Type # 1. Amalgamation in the Nature of Merger:
An amalgamation in the nature of merger should, according to the Accounting Standard – 14, satisfy the following conditions:
1. All the assets and liabilities of the transferor company become the assets and liabilities of the transferee company after amalgamation.
2. Share-holders holding not less than 90% of the face value of the equity shares of the transferor company (other than equity shares already held therein, immediately before the amalgamation of the transferee company or its subsidiaries or their nominees) become equity share-holders of the transferee company by virtue of amalgamation.
3. The consideration to the share-holders of the transferor company (willing to become equity share-holders of the transferee company) is discharged by the transferee company wholly by issue of equity shares in the transferee company, except that cash may be paid in respect of any fractional shares.
4. The business of the transferee company is intended to be carried on after amalgamation by the transferee company.
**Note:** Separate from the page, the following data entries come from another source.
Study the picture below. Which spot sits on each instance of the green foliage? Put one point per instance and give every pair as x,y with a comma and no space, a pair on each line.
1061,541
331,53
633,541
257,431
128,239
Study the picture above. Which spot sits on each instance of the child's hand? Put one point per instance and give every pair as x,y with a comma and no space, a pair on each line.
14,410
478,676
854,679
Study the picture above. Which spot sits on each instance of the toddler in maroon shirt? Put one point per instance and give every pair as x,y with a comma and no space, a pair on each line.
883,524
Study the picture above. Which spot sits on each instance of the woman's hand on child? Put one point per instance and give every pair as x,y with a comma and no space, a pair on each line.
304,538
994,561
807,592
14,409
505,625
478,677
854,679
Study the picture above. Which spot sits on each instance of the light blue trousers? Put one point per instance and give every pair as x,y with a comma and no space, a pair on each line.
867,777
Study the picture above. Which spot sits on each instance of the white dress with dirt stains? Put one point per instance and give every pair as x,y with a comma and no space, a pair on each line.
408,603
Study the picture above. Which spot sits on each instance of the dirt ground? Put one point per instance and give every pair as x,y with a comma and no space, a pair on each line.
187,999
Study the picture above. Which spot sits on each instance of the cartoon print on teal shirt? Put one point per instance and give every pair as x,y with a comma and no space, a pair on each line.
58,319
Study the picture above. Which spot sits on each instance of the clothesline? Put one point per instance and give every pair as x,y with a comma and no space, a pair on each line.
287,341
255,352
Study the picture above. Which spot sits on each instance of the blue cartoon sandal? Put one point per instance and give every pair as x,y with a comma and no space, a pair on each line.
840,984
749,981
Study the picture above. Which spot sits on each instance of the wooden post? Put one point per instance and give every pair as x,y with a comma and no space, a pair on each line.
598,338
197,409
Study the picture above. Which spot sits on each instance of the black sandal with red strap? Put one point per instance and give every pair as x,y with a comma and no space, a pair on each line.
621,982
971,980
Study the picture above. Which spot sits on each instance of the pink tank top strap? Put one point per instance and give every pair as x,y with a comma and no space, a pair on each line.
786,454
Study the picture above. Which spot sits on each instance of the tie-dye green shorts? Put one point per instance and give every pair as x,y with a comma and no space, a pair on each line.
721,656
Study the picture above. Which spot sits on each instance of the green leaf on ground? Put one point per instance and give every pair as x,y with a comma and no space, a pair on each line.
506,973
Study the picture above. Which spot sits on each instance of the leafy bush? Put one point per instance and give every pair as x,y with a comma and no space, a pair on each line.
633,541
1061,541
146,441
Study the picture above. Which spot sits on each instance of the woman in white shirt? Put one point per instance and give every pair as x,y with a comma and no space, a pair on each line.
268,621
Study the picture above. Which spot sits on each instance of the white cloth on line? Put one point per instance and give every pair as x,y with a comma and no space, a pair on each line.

5. No adjustment is intended to be made to the book values of the assets and liabilities of the transferor company when they are incorporated in the financial statements of the transferee company except to ensure uniformity of accounting policies.
Thus there is pooling of interests of the combining entities under this type of amalgamation. Equity share-holders of combining entities continue to have a proportionate share in the combining entity. It must be ensured that resultant figure of assets, liabilities capital and reserve of the combining entity more or less represent the sum of the relevant figures of the amalgamating companies.
Type # 2. Amalgamation in the Nature of Purchase:
An amalgamation should be considered to be an amalgamation in the nature of purchase, when any one or more of the conditions specified for amalgamation in the nature of merger is not satisfied. In fact under this type of amalgamation generally one company acquires another company and equity share-holders of the combining entities do not continue to have proportionate share in the equity of the combined entity or the business of the acquired company is not intended to be combined after the amalgamation.
In short, (a) All the assets and liabilities of the selling company may not be taken over.
(b) Less than 90% of the selling company’s share-holders may become share-holders of the purchasing company.
(c) Consideration payable to share-holders of selling company may be in the form of shares or cash or in any other form.
(d) Selling company’s business may or may not carried on in future.
(e) Assets and liabilities taken over by the purchasing company may be shown at values other than book values at the discretion of the purchasing company.